# Programming Assignment 2
## NLP Data Cleaning & Evaluation

This notebook performs text cleaning, normalization, and evaluation using NLP techniques.

In [1]:
import pandas as pd
import re
import time
import nltk
import textstat

from nltk.corpus import stopwords
from nltk.tokenize import sent_tokenize, word_tokenize
from nltk.stem import WordNetLemmatizer

In [2]:
nltk.download('punkt')
nltk.download('stopwords')
nltk.download('wordnet')

[nltk_data] Downloading package punkt to
[nltk_data]     C:\Users\PC\AppData\Roaming\nltk_data...
[nltk_data]   Package punkt is already up-to-date!
[nltk_data] Downloading package stopwords to
[nltk_data]     C:\Users\PC\AppData\Roaming\nltk_data...
[nltk_data]   Package stopwords is already up-to-date!
[nltk_data] Downloading package wordnet to
[nltk_data]     C:\Users\PC\AppData\Roaming\nltk_data...
[nltk_data]   Package wordnet is already up-to-date!


True

In [3]:
CSV_PATH = "Sentiment Analysis Dataset.csv"
TEXT_COL = "SentimentText"

STOP_WORDS = set(stopwords.words("english"))
LEMMATIZER = WordNetLemmatizer()

In [4]:
EMOTICON_RE = re.compile(r"(:\)|:\(|:D|;\)|<3)")
SPECIAL_CHAR_RE = re.compile(r"[^a-zA-Z\s]")
PHONE_RE = re.compile(r"\b\d{3}[-.\s]?\d{3}[-.\s]?\d{4}\b")
ACCOUNT_RE = re.compile(r"\b\d{10,16}\b")
ADDRESS_RE = re.compile(r"\b(street|road|rd|ave|avenue|lane|ln)\b", re.I)

In [5]:
def basic_stats(texts):
    sentences, words = [], []
    for t in texts:
        sents = sent_tokenize(str(t))
        sentences.extend(sents)
        for s in sents:
            words.extend(word_tokenize(s))
    vocab = set(words)
    sent_lengths = [len(word_tokenize(s)) for s in sentences if s.strip()]
    return {
        "sentence_count": len(sentences),
        "word_count": len(words),
        "vocab_size": len(vocab),
        "avg_sentence_length": sum(sent_lengths) / len(sent_lengths),
        "max_sentence_length": max(sent_lengths),
        "min_sentence_length": min(sent_lengths),
        "max_word_length": max(len(w) for w in words)
    }

In [6]:
def clean_text(text, counters):
    text = str(text)
    counters['emoticon_removed'] += len(EMOTICON_RE.findall(text))
    counters['phone_removed'] += len(PHONE_RE.findall(text))
    counters['account_removed'] += len(ACCOUNT_RE.findall(text))
    counters['address_removed'] += len(ADDRESS_RE.findall(text))

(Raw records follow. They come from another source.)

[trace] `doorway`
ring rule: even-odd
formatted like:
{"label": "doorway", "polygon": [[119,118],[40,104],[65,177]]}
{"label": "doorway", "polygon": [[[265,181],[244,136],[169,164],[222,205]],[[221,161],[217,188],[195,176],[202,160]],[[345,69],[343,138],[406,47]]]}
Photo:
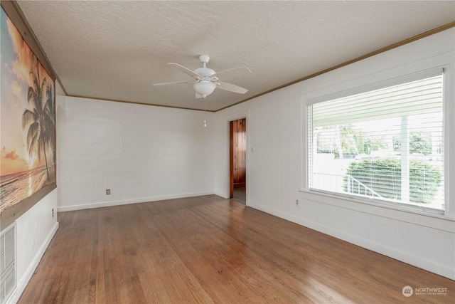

    text = EMOTICON_RE.sub(' ', text)
    text = PHONE_RE.sub(' ', text)
    text = ACCOUNT_RE.sub(' ', text)
    text = ADDRESS_RE.sub(' ', text)

    text = text.lower()
    counters['special_char_removed'] += len(SPECIAL_CHAR_RE.findall(text))
    text = SPECIAL_CHAR_RE.sub(' ', text)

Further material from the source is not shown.